English knight and administrator

Sir Robert Roos (Note: Also Robert de Roos, Robert Ros.) (died 30 December 1448), Lord of Moor End, was an English knight and administrator who served as Carver to King Henry VI of England, Seneschal of Gascony (1442–43), Keeper of Rockingham Castle and Lordship of Rockingham (1443–1448) and Chamberlain and Customer of Berwick-on-Tweed in 1445.

==Life==
Roos was the fourth son of William Roos, Lord Roos of Helmsley and Margaret de Arundel. Appointed in 1440, Robert was one of the ambassadors to negotiate a peace with France and during 1442 he treated for the king's marriage. He had been appointed as one Henry VI's household knights around this time and served as Carver to the King. From 1443 he held the position of Keeper of Rockingham Castle and Lordship of Rockingham, which he held until 1448. Robert served as Chamberlain and Customer of Berwick-on-Tweed during 1445. In 1448, Roos was sent to conclude a truce with France as part of the Hundred Years' War.

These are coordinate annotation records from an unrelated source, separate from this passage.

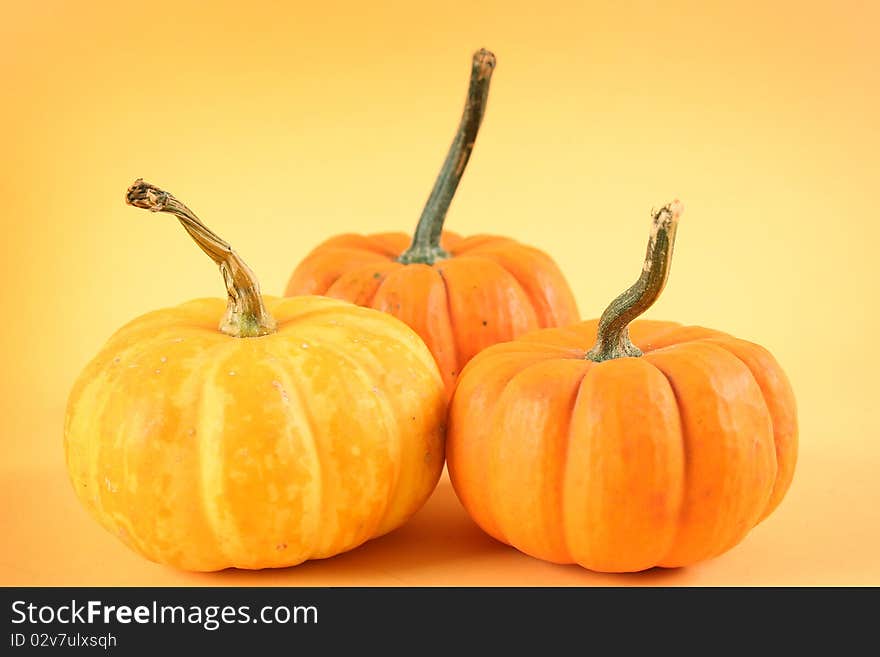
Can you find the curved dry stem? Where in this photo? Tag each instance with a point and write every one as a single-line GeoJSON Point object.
{"type": "Point", "coordinates": [246, 315]}
{"type": "Point", "coordinates": [612, 340]}
{"type": "Point", "coordinates": [425, 247]}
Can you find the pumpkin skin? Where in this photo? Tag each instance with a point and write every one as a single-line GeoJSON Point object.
{"type": "Point", "coordinates": [491, 290]}
{"type": "Point", "coordinates": [662, 460]}
{"type": "Point", "coordinates": [205, 451]}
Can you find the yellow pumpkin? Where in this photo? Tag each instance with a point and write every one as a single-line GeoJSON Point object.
{"type": "Point", "coordinates": [298, 429]}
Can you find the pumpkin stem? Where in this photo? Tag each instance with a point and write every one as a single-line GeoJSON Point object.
{"type": "Point", "coordinates": [246, 316]}
{"type": "Point", "coordinates": [612, 340]}
{"type": "Point", "coordinates": [425, 247]}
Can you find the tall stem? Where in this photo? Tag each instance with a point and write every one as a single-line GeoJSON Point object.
{"type": "Point", "coordinates": [425, 247]}
{"type": "Point", "coordinates": [612, 340]}
{"type": "Point", "coordinates": [246, 316]}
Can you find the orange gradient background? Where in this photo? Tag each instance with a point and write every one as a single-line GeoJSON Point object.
{"type": "Point", "coordinates": [281, 124]}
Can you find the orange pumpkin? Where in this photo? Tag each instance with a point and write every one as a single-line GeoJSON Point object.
{"type": "Point", "coordinates": [297, 429]}
{"type": "Point", "coordinates": [661, 446]}
{"type": "Point", "coordinates": [459, 294]}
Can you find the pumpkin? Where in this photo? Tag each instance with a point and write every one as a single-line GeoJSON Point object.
{"type": "Point", "coordinates": [459, 294]}
{"type": "Point", "coordinates": [260, 435]}
{"type": "Point", "coordinates": [663, 445]}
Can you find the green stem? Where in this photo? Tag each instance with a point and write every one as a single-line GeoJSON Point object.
{"type": "Point", "coordinates": [425, 247]}
{"type": "Point", "coordinates": [246, 316]}
{"type": "Point", "coordinates": [612, 340]}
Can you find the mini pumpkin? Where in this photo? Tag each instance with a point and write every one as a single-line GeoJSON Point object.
{"type": "Point", "coordinates": [259, 435]}
{"type": "Point", "coordinates": [459, 294]}
{"type": "Point", "coordinates": [663, 445]}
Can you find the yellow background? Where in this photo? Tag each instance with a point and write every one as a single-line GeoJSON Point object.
{"type": "Point", "coordinates": [281, 124]}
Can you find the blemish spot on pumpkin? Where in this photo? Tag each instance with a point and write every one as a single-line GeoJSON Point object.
{"type": "Point", "coordinates": [280, 388]}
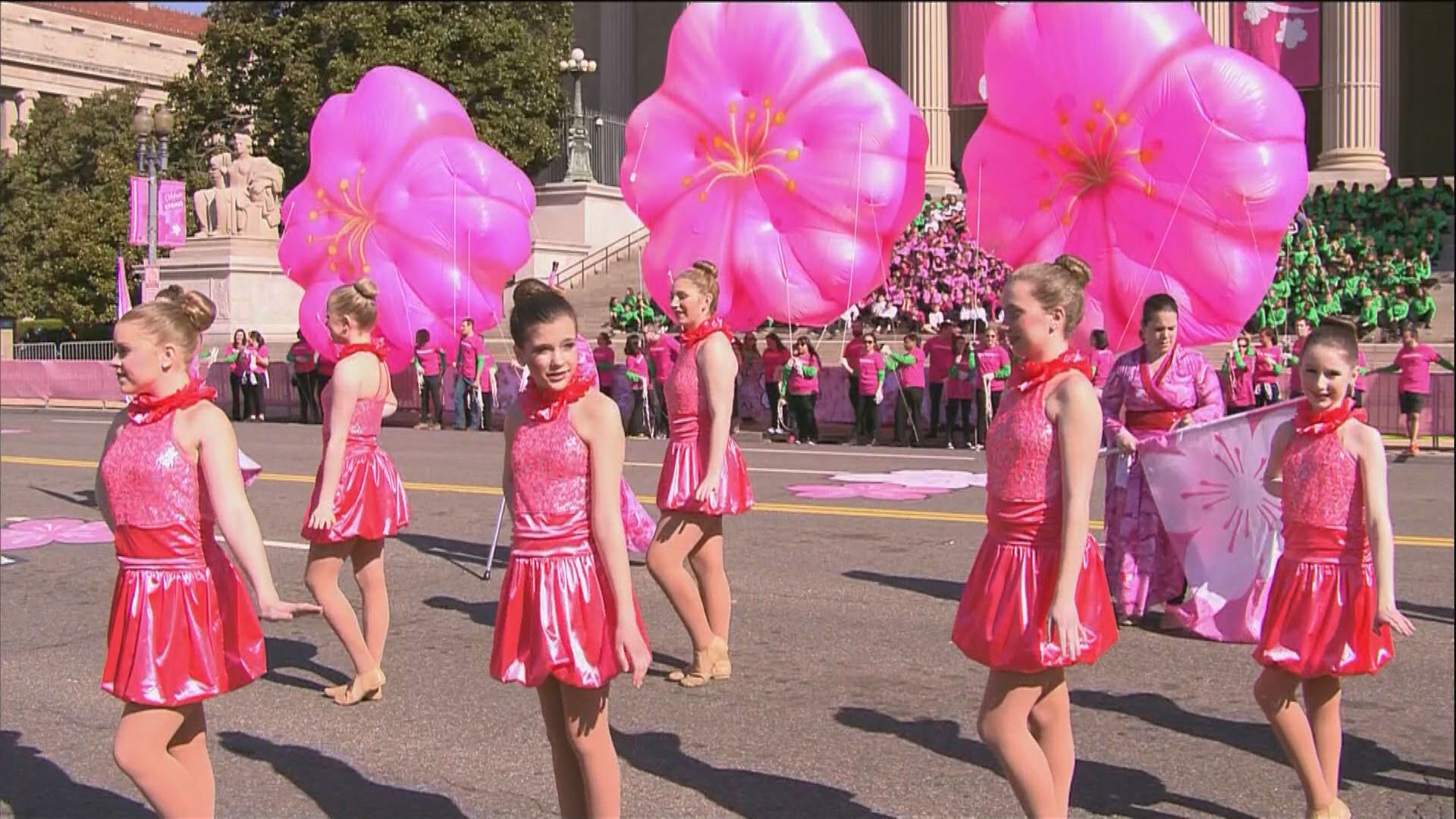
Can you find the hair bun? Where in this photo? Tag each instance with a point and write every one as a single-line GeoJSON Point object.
{"type": "Point", "coordinates": [200, 311]}
{"type": "Point", "coordinates": [366, 287]}
{"type": "Point", "coordinates": [1076, 268]}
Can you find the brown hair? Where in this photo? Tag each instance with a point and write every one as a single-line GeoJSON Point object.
{"type": "Point", "coordinates": [175, 319]}
{"type": "Point", "coordinates": [704, 275]}
{"type": "Point", "coordinates": [1338, 333]}
{"type": "Point", "coordinates": [356, 302]}
{"type": "Point", "coordinates": [1057, 284]}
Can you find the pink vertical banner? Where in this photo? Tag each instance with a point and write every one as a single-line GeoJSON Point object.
{"type": "Point", "coordinates": [171, 213]}
{"type": "Point", "coordinates": [968, 25]}
{"type": "Point", "coordinates": [1282, 36]}
{"type": "Point", "coordinates": [137, 234]}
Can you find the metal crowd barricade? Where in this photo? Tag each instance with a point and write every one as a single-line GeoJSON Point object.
{"type": "Point", "coordinates": [86, 350]}
{"type": "Point", "coordinates": [36, 352]}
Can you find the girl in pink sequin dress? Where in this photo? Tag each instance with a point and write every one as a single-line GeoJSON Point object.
{"type": "Point", "coordinates": [566, 620]}
{"type": "Point", "coordinates": [181, 624]}
{"type": "Point", "coordinates": [1331, 602]}
{"type": "Point", "coordinates": [357, 499]}
{"type": "Point", "coordinates": [702, 480]}
{"type": "Point", "coordinates": [1037, 601]}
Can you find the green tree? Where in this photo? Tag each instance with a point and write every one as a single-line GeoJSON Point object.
{"type": "Point", "coordinates": [280, 61]}
{"type": "Point", "coordinates": [63, 209]}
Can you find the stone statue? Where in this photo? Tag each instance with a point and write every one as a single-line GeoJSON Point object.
{"type": "Point", "coordinates": [245, 196]}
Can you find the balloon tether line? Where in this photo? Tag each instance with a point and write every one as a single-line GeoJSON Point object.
{"type": "Point", "coordinates": [1152, 265]}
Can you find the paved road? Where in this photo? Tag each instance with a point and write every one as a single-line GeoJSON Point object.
{"type": "Point", "coordinates": [848, 698]}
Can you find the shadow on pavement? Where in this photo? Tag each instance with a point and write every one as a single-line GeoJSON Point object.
{"type": "Point", "coordinates": [1097, 787]}
{"type": "Point", "coordinates": [34, 786]}
{"type": "Point", "coordinates": [466, 556]}
{"type": "Point", "coordinates": [481, 614]}
{"type": "Point", "coordinates": [334, 786]}
{"type": "Point", "coordinates": [284, 653]}
{"type": "Point", "coordinates": [745, 793]}
{"type": "Point", "coordinates": [1362, 760]}
{"type": "Point", "coordinates": [930, 586]}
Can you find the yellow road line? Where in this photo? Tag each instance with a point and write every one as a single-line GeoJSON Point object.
{"type": "Point", "coordinates": [919, 515]}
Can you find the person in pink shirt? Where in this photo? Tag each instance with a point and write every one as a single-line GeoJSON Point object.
{"type": "Point", "coordinates": [430, 360]}
{"type": "Point", "coordinates": [938, 357]}
{"type": "Point", "coordinates": [868, 376]}
{"type": "Point", "coordinates": [1414, 363]}
{"type": "Point", "coordinates": [774, 359]}
{"type": "Point", "coordinates": [661, 353]}
{"type": "Point", "coordinates": [1101, 359]}
{"type": "Point", "coordinates": [1238, 368]}
{"type": "Point", "coordinates": [1269, 363]}
{"type": "Point", "coordinates": [606, 360]}
{"type": "Point", "coordinates": [909, 369]}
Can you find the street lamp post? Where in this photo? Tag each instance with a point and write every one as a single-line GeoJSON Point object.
{"type": "Point", "coordinates": [579, 150]}
{"type": "Point", "coordinates": [152, 130]}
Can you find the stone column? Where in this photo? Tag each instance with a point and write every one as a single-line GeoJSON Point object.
{"type": "Point", "coordinates": [9, 115]}
{"type": "Point", "coordinates": [1216, 18]}
{"type": "Point", "coordinates": [1391, 85]}
{"type": "Point", "coordinates": [1350, 82]}
{"type": "Point", "coordinates": [925, 58]}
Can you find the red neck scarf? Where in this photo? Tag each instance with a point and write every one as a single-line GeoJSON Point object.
{"type": "Point", "coordinates": [702, 331]}
{"type": "Point", "coordinates": [147, 409]}
{"type": "Point", "coordinates": [351, 349]}
{"type": "Point", "coordinates": [1315, 425]}
{"type": "Point", "coordinates": [1037, 373]}
{"type": "Point", "coordinates": [544, 406]}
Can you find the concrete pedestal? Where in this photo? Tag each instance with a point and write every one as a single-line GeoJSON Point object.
{"type": "Point", "coordinates": [243, 280]}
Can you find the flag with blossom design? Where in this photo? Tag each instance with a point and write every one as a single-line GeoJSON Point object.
{"type": "Point", "coordinates": [1207, 482]}
{"type": "Point", "coordinates": [1282, 36]}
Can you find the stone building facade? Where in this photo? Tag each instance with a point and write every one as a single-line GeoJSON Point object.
{"type": "Point", "coordinates": [74, 50]}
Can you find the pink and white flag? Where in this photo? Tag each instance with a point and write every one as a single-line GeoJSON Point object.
{"type": "Point", "coordinates": [1282, 36]}
{"type": "Point", "coordinates": [1207, 482]}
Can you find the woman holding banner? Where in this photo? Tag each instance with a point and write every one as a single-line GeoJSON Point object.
{"type": "Point", "coordinates": [1150, 391]}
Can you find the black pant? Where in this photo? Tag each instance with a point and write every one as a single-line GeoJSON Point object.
{"type": "Point", "coordinates": [430, 398]}
{"type": "Point", "coordinates": [937, 391]}
{"type": "Point", "coordinates": [772, 388]}
{"type": "Point", "coordinates": [867, 419]}
{"type": "Point", "coordinates": [908, 409]}
{"type": "Point", "coordinates": [802, 409]}
{"type": "Point", "coordinates": [253, 398]}
{"type": "Point", "coordinates": [308, 400]}
{"type": "Point", "coordinates": [637, 420]}
{"type": "Point", "coordinates": [982, 417]}
{"type": "Point", "coordinates": [237, 382]}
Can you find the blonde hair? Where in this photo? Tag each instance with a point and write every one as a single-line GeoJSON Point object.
{"type": "Point", "coordinates": [1057, 284]}
{"type": "Point", "coordinates": [175, 319]}
{"type": "Point", "coordinates": [704, 275]}
{"type": "Point", "coordinates": [356, 302]}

Robert died on 30 December 1448 and was buried in St. Mary's church at Pipewell, Northamptonshire.

==Marriage and issue==
He was married to Anne, the widow of John Bohun of Midhurst, she was the daughter and heiress of John Halsham of West Grinstead and Applesham, and Maud Mawley, and is known to have had the following known issue:
- Henry Roos married firstly Margaret Berkeley, Lady Powys and secondly Maud, thewidow of John Harbard and Richard Georges.
- John Roos
- Eleanor Roos, married firstly, Robert Lovell, secondly Thomas Proute, and thirdly Richard Haute.